Coube-me em dezembro de 1988, enquanto
jornalista, cobrir a inauguração pelo primeiro-ministro Cavaco Silva da chamada
“via rápida do Marão” (entretanto vulgarizada com o nome de “IP4”), considerada,
ao tempo, um dos maiores rasgos da engenharia do século XX, com um impacto previsível
no desenvolvimento regional comparável ao da demarcação pombalina da Região do
Douro. E não podiam ser mais otimistas os discursos políticos de então, que
proclamavam: “Agora, é que o progresso vai chegar”. Mas não chegou. O expectável
desenvolvimento de Trás-os-Montes não aconteceu. Nos últimos 25 anos, a região perdeu
mais de quase 70 mil habitantes, em especial nos meios rurais de onde os mais
jovens partiram, deixando ficar uma população de idosos. E foi o próprio Estado
a ajudar ao descalabro. Deu com uma mão (o IP4), mas tirou com a outra: encerrou escolas, maternidades, serviços de saúde e
tribunais (aplicando no interior rural os mesmos critérios que vigoram para os
grandes centros), extinguiu ou deslocou para as grandes cidades repartições,
serviços públicos, postos e delegações de empresas públicas, imprescindíveis
que eram à dinâmica da vida no interior, enquanto impulsionadores de outras
dinâmicas: criação de empresas e de empregos. A contrariar este revés, salva-se
a UTAD e o IPB, que, no mesmo transcurso temporal, cresceram e se afirmaram nos
seus territórios, contra ventos e marés.
Quanto ao IP4, ficou a
memória trágica das centenas de vítimas mortais, e sobre o almejado progresso, fica
cada vez mais a certeza de que também não é com autoestradas que se desenvolvem
as regiões. A fluidez com que uma autoestrada traz pessoas também as leva. Os
romanos, esses, viram mais longe há dois mil anos.
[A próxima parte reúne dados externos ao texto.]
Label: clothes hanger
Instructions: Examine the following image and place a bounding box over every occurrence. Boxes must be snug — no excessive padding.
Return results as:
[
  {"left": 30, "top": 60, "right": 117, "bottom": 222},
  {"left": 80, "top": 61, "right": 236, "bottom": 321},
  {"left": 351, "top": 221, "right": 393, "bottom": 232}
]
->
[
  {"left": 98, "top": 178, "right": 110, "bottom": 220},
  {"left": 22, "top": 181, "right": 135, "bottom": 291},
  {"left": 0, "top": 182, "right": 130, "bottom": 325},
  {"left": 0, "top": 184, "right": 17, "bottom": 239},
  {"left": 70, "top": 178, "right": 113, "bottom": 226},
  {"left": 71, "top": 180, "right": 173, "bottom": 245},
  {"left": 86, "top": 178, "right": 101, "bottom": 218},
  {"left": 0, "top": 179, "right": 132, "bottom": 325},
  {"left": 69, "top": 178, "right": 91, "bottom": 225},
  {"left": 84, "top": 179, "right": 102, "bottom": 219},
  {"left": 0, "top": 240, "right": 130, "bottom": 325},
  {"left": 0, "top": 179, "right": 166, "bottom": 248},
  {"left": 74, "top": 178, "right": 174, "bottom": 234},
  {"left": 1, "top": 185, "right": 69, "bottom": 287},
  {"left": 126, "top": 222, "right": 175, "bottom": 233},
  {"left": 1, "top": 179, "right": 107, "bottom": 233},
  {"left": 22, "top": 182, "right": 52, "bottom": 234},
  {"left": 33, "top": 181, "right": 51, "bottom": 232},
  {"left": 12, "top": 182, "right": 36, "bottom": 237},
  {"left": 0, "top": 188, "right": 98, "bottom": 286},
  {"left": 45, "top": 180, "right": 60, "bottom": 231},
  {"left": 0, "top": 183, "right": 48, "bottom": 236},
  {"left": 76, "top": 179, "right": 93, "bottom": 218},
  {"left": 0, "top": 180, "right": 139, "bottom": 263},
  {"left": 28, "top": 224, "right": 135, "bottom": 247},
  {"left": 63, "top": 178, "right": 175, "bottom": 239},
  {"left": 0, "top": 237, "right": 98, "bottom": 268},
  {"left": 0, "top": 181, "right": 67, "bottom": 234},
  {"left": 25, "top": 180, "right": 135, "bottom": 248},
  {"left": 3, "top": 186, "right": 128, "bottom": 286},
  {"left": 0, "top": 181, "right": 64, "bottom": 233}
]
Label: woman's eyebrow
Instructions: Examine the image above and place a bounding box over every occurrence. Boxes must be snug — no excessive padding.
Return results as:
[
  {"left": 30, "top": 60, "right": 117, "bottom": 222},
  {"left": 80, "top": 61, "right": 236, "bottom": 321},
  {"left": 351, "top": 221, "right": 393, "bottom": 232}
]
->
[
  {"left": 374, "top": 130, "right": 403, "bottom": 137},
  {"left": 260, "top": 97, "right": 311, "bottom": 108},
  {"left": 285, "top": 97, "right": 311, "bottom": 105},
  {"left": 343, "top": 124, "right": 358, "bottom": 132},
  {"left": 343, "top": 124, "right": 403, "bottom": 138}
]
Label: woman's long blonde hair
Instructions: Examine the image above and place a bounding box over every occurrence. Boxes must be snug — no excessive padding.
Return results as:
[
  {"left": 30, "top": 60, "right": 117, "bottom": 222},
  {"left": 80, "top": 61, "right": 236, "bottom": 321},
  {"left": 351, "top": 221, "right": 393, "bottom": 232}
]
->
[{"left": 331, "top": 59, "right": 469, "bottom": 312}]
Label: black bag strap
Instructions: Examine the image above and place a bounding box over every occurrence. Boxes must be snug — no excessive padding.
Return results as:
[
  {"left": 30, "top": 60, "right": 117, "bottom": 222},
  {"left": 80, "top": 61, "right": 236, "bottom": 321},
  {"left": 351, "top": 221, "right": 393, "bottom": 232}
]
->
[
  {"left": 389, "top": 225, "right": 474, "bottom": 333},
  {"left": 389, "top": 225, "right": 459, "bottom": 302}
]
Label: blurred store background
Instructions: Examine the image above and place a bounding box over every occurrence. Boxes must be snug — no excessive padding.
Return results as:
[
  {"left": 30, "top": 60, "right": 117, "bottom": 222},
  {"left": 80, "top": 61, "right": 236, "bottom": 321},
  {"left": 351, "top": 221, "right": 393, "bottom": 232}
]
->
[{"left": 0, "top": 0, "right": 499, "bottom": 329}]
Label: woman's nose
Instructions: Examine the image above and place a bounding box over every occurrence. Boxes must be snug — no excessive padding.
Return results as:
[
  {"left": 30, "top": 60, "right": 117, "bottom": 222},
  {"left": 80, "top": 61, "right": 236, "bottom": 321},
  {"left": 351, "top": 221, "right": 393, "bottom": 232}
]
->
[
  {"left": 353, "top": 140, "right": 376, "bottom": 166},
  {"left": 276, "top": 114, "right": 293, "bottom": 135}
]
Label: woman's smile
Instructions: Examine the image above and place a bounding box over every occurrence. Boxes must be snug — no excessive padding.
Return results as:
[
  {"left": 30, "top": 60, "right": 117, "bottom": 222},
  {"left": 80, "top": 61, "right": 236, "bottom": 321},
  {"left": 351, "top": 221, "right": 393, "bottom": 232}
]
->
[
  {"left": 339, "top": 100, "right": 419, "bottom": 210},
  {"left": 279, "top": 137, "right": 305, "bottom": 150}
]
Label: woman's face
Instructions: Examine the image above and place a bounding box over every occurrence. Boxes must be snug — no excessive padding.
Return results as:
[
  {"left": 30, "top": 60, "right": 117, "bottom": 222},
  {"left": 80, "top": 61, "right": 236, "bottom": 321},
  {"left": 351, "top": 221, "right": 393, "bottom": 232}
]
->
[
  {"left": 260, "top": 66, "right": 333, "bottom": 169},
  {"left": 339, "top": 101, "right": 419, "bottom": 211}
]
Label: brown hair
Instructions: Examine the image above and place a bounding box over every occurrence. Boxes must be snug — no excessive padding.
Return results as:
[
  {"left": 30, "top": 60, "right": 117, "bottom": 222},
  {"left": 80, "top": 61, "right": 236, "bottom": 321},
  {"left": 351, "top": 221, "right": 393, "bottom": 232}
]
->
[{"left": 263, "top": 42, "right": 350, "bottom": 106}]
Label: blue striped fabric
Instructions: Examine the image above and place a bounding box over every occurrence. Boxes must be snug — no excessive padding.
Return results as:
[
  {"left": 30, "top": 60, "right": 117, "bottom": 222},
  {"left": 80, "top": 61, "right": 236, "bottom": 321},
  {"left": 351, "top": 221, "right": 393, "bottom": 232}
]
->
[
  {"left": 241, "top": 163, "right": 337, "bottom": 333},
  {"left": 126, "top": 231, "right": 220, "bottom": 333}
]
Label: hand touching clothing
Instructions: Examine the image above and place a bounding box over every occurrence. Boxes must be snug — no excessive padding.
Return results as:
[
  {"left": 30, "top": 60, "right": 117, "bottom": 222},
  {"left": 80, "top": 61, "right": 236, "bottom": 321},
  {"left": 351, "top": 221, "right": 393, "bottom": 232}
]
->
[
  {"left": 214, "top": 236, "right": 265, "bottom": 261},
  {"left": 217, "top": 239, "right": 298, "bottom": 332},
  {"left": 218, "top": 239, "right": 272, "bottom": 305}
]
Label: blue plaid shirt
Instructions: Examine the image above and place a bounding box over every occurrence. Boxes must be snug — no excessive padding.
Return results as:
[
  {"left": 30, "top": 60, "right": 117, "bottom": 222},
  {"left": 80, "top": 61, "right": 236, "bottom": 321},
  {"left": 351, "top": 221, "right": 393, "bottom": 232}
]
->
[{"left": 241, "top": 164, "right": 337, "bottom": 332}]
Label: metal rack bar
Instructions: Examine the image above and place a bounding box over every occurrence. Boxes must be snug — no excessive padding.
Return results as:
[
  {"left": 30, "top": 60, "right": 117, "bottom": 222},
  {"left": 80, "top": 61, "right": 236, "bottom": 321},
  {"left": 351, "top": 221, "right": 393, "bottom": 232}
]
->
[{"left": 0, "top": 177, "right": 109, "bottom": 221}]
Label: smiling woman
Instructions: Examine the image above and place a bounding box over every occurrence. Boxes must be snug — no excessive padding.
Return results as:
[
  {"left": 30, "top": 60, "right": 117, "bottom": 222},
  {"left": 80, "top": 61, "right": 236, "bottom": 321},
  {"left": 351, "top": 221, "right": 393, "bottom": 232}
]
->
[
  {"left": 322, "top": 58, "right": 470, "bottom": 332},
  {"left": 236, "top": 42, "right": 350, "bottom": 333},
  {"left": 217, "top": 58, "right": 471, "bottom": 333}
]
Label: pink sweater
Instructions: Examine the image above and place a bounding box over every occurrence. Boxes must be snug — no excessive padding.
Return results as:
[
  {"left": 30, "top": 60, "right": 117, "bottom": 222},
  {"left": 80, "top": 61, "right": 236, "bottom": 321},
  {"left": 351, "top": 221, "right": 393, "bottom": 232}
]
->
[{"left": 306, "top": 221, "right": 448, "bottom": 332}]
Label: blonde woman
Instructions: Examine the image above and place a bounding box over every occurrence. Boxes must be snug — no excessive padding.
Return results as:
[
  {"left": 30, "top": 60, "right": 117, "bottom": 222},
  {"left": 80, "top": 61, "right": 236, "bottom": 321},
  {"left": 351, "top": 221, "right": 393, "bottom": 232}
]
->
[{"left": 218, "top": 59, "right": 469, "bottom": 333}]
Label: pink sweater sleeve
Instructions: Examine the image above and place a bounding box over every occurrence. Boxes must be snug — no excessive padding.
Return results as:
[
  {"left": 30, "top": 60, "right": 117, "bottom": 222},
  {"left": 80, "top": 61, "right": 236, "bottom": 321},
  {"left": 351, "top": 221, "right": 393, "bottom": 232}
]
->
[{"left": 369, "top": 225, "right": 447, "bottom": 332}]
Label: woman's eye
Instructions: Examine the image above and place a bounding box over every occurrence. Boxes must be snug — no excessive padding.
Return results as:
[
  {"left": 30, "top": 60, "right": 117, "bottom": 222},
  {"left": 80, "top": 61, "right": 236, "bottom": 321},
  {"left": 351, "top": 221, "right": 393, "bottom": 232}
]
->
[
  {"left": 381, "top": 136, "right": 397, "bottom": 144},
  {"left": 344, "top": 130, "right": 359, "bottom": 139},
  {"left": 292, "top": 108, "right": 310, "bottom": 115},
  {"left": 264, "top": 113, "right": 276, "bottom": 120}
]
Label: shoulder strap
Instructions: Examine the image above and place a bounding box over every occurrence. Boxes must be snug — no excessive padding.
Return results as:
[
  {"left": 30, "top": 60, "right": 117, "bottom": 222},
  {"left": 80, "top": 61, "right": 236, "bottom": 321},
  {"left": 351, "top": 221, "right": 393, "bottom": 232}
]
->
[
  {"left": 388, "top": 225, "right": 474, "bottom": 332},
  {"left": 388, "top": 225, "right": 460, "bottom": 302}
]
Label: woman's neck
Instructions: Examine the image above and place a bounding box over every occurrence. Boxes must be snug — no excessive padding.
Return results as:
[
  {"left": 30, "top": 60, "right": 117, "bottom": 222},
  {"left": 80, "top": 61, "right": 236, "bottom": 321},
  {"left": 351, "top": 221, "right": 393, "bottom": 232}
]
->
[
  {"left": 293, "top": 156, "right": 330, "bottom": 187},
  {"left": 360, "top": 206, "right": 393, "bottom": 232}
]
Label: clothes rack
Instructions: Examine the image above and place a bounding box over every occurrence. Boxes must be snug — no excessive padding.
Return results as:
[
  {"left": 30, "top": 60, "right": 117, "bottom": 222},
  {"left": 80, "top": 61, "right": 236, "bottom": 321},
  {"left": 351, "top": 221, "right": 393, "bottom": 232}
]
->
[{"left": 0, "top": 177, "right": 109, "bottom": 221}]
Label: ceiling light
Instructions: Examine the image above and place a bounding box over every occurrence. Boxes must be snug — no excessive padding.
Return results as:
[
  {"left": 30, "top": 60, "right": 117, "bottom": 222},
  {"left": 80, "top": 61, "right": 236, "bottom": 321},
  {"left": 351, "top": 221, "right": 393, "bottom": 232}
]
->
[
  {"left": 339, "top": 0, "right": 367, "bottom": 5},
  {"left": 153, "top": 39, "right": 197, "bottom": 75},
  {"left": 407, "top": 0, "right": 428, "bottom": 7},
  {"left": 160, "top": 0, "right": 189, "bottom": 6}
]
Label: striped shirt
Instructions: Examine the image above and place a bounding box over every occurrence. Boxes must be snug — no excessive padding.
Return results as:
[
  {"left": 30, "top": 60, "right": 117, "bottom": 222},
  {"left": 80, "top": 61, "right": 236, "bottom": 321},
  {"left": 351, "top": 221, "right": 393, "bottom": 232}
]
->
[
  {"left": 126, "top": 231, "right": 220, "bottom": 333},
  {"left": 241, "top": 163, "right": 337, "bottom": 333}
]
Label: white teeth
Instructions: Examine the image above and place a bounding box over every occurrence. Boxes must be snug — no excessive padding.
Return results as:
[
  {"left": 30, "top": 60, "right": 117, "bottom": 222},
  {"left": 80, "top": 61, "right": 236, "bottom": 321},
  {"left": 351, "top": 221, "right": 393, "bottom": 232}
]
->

Construíram a sua via romana
ligando Bracara Augusta a Brigantia, seguindo depois até Asturica (Astorga),
mas fizeram-no de olhos postos nos recursos endógenos destes territórios,
explorando termas e minas de ouro e assegurando uma rota eficaz para fins
militares e comerciais. Tinham, por isso, uma estratégia de desenvolvimento. Uma
estratégia que nos dias de hoje, se existe, não se vê como capaz de atrair e
fixar pessoas, empresas, serviços, instituições, massa crítica.
Camilo demorou, entre Vila
Real e o Porto, “vinte horas de liteira”. Hoje demoraria uma, se tanto. Mas
quem pode contentar-se apenas com isso?